Former Trump inaugural committee chair Tom Barrack on Friday was released from federal lockup in California on a $250 million bond ahead of his scheduled arraignment in New York on charges he acted as an agent of the United Arab Emirates and obstructed justice.

As part of the terms of his release, Barrack, 74, is subject to electronic monitoring and will have to foot the bill for his GPS ankle bracelet, Judge Patricia Donahue ordered, signing off on an agreement that had been worked out between the government and Barrack’s attorneys.

Barrack, a private equity investor and founder of the investment firm Colony Capital, also had to surrender his passports and is barred from transferring funds overseas, the judge said. He cannot trade any securities without written permission from federal prosecutors and is not allowed to transfer more than $50,000 except for attorneys fees.

He’s scheduled to be arraigned in federal court in Brooklyn, New York on Monday.
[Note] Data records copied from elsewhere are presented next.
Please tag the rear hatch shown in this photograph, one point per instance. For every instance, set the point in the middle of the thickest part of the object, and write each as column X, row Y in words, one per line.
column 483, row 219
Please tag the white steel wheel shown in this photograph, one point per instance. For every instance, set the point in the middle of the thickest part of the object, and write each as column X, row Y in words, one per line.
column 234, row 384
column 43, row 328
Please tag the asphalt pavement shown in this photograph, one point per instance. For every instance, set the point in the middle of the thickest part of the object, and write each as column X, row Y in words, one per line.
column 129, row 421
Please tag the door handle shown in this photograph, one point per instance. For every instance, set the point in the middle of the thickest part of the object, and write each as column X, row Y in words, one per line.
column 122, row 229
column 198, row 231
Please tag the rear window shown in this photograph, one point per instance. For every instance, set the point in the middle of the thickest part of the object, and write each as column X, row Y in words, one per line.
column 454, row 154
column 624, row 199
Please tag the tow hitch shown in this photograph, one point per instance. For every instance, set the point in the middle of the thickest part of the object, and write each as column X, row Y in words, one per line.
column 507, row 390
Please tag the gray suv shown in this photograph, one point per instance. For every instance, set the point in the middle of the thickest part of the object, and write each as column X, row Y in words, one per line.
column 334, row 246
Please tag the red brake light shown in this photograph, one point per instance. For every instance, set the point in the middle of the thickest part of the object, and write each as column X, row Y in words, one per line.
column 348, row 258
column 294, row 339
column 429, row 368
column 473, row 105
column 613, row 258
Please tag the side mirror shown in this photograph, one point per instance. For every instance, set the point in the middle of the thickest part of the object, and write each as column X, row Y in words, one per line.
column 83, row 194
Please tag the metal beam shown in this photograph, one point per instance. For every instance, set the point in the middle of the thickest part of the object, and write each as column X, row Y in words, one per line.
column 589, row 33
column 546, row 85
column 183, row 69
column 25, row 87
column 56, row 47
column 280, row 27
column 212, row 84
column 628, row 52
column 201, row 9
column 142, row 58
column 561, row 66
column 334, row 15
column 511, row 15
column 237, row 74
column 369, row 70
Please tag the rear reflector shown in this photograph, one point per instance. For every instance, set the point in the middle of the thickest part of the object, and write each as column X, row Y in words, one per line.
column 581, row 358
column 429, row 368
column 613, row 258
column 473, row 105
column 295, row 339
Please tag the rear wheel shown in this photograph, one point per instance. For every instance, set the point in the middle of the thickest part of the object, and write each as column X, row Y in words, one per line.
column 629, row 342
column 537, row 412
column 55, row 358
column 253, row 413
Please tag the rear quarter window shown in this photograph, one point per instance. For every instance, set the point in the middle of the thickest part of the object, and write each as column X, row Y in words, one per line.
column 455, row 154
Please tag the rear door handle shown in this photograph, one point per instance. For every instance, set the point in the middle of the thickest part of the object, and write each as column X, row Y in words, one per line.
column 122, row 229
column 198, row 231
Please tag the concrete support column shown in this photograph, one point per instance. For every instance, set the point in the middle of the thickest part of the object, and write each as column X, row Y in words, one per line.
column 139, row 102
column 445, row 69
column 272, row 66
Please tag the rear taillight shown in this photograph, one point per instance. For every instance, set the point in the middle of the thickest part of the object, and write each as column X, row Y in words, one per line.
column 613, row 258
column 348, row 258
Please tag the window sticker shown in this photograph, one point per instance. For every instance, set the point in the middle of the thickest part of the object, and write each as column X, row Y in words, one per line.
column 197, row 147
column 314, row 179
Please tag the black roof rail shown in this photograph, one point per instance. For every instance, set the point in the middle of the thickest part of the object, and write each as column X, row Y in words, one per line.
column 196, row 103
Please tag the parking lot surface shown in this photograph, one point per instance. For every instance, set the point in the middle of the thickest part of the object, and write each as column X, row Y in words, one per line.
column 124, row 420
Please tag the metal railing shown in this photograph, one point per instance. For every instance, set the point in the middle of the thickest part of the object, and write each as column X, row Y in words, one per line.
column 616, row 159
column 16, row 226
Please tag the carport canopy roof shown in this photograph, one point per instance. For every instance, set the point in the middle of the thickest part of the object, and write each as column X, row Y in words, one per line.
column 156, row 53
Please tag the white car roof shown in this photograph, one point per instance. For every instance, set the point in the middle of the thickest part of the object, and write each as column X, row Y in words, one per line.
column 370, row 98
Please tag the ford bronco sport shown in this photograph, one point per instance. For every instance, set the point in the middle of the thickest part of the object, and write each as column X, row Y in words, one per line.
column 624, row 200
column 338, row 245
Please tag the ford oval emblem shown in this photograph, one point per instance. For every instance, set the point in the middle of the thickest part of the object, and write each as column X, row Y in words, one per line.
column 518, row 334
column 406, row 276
His spokesman said earlier this week that Barrack “is not guilty and will be pleading not guilty.”

A longtime friend of former President Donald Trump, Barrack had been behind bars since his arrest Tuesday on charges that he and two co-defendants were “acting and conspiring to act as agents” of the UAE between April 2016 and April 2018, but without registering as foreign agents.

Prosecutors said Barrack and the others acted “to advance the interests of the United Arab Emirates (UAE) in the United States at the direction of senior UAE officials by influencing the foreign policy positions of the campaign of a candidate in the 2016 U.S. presidential election and, subsequently, the foreign policy positions of the U.S. government in the incoming administration.”

Barrack was also charged with obstruction of justice and making multiple false statements to federal law enforcement agents.